Lo scorso 10 ottobre, nel centro storico, è partita la Ztl. Il provvedimento è stato molto contestato dalle associazioni dei commercianti proprio per la carenza di mezzi di trasporto in città. "Abbiamo condiviso le iniziative del Comune - dice Confesercenti - che andavano nella direzione di favorire la vivibilità del centro cittadino nella convinzione che, per competere con i grandi centri commerciali, fosse necessario offrire qualcosa in più e di unico.
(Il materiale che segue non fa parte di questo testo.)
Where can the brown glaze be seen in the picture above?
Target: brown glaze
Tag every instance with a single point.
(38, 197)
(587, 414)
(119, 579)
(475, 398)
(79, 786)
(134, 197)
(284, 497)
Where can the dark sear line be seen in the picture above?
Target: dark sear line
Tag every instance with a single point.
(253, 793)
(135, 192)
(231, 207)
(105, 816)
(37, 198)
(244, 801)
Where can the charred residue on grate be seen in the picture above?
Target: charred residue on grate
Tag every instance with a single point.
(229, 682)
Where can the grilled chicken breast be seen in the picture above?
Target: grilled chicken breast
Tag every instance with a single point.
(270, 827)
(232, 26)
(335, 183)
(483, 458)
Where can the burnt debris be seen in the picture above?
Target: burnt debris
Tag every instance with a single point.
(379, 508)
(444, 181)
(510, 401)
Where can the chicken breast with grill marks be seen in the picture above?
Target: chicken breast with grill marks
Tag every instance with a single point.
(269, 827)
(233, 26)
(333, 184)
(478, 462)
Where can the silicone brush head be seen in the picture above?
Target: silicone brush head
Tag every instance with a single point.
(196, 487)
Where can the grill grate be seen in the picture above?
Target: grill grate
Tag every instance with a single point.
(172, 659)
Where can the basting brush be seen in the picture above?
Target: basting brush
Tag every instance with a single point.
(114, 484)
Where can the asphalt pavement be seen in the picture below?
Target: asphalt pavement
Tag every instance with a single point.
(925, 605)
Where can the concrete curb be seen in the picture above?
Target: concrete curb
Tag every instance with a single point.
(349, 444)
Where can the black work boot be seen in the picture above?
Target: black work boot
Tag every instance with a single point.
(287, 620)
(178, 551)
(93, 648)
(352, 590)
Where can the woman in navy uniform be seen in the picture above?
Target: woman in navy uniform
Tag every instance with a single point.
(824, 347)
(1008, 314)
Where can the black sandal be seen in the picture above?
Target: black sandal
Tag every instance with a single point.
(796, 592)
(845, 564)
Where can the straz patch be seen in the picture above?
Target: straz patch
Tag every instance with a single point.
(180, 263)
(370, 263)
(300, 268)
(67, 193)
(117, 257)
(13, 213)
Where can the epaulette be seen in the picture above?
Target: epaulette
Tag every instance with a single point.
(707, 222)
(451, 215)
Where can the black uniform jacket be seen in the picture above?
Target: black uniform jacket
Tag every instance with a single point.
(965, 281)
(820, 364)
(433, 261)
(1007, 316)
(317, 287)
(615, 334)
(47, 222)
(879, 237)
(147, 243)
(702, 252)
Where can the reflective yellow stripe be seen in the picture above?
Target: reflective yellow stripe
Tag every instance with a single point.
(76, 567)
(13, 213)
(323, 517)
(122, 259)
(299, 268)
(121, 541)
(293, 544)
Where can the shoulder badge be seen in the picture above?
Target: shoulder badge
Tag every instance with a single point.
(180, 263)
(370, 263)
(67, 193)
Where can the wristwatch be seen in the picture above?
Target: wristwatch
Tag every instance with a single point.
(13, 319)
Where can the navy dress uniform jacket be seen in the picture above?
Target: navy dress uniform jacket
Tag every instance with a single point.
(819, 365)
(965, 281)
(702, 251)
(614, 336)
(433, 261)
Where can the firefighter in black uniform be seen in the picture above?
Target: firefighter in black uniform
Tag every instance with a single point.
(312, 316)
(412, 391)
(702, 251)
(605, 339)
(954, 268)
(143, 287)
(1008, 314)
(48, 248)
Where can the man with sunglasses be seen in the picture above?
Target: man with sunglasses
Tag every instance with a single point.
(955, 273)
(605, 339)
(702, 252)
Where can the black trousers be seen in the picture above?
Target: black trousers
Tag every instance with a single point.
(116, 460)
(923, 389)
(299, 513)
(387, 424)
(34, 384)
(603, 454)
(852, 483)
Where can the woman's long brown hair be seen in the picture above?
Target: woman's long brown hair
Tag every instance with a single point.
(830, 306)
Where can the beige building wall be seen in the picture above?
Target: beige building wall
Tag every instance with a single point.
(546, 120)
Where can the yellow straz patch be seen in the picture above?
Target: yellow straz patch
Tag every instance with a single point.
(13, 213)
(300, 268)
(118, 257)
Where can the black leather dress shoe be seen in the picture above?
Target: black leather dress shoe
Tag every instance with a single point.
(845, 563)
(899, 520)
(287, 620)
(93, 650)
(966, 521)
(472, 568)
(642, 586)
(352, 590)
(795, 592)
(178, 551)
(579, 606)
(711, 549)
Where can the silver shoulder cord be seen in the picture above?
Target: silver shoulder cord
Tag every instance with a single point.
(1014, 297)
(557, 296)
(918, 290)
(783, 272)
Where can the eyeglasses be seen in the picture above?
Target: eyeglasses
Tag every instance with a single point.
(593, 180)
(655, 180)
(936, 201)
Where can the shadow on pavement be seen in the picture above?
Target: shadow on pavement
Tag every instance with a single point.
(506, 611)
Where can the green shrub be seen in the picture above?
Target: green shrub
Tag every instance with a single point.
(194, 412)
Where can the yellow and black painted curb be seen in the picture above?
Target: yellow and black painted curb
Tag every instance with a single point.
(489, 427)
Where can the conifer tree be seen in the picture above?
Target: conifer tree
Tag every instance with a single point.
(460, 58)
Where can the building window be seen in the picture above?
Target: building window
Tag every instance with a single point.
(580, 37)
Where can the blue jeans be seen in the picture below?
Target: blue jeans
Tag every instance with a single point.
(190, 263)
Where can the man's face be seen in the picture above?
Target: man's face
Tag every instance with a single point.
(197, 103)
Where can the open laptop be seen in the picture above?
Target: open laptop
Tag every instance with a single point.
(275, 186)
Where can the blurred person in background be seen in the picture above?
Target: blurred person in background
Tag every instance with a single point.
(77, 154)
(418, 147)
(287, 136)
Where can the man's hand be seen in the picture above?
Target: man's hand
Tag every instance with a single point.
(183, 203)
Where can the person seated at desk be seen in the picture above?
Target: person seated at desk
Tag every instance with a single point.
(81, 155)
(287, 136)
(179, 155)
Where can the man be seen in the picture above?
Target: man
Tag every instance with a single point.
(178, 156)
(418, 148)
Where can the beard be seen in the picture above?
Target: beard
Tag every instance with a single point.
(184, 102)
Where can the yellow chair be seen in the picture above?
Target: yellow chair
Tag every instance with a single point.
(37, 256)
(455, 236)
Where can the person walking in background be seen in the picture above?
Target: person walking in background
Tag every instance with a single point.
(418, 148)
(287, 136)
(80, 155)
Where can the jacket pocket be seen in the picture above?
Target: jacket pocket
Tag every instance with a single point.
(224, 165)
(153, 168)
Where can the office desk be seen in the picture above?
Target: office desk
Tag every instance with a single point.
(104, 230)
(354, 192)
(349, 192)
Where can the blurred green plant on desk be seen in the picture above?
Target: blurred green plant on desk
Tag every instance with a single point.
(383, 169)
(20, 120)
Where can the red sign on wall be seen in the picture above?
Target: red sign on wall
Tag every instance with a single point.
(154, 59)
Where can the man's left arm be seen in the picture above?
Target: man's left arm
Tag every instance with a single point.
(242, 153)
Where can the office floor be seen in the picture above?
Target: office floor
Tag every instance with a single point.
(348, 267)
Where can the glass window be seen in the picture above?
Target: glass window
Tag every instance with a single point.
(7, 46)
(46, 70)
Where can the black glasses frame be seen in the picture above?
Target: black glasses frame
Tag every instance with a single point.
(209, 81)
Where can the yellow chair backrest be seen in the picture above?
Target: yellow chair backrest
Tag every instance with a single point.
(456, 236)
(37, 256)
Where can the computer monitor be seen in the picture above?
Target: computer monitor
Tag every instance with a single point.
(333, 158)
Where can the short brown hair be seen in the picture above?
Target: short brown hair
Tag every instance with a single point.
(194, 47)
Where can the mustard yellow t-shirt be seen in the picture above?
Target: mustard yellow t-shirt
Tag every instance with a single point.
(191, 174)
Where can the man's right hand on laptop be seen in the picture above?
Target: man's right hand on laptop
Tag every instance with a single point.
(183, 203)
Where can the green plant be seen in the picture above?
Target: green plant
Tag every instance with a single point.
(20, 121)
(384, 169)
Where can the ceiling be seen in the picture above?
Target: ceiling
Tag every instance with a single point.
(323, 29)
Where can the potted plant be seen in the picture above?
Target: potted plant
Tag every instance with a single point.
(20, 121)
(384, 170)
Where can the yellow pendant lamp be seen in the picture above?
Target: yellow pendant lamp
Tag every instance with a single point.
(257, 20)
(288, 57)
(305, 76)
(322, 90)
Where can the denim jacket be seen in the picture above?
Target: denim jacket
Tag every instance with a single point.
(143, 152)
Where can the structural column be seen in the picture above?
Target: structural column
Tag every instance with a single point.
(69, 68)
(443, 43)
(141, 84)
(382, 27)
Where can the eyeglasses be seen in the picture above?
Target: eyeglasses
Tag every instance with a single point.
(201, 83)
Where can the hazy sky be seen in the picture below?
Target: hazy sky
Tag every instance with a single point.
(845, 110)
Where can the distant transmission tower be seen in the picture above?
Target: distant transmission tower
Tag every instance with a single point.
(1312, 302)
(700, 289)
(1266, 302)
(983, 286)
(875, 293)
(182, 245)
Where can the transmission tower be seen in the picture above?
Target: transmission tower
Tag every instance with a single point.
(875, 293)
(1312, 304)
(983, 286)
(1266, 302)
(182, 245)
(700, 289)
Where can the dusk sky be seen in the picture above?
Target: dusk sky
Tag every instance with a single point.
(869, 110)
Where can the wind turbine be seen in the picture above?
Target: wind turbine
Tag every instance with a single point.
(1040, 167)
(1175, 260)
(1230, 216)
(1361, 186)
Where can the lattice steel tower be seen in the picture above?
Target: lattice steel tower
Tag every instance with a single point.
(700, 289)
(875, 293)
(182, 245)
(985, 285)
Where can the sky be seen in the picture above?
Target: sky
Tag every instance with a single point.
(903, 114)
Per farlo, però, bisognerebbe competere ad armi pari e invece nella Ztl mancano i servizi essenziali, sopratutto parcheggi e bus navetta".

A giugno anche i Cobas hanno organizzato una protesta a piazza Castelnuovo per spiegare le pessime condizioni in cui si trova l'Amat, la società che gestisce il trasporto pubblico cittadino. Sono stati inoltre numerosi i palermitani che hanno firmato una petizione per chiedere una modifica della Ztl e a reclamare un servizio di trasporto pubblico all'altezza di una città europea. Dai dati dello studio sembrerebbe che Palermo abbia già dei mezzi all'altezza. Secondo Vincenzo Fumetta, segretario provinciale di Rifondazione Comunista "le organizzazioni di categoria, e in particolare Confcommercio, cercherebbero alibi per cancellare dalla memoria collettiva dei palermitani i disastri delle loro scelte politiche, attribuendo la responsabilità della crisi commerciale ad altri fattori: ieri le pedonalizzazioni, oggi la Ztl".

Dal Comune si impegnano ad "ampliare costantemente l'offerta di servizio pubblico, che negli ultimi mesi si è arricchita grazie a nuovi mezzi, alle navette gratuite e agli scuolabus". Oltre a questo, però, secondo Orlando e Catania "occorre lavorare perché si rafforzi il cambiamento culturale verso la mobilità dolce e sostenibile, per far sì che sempre più palermitani usino i mezzi pubblici o le biciclette per i propri spostamenti".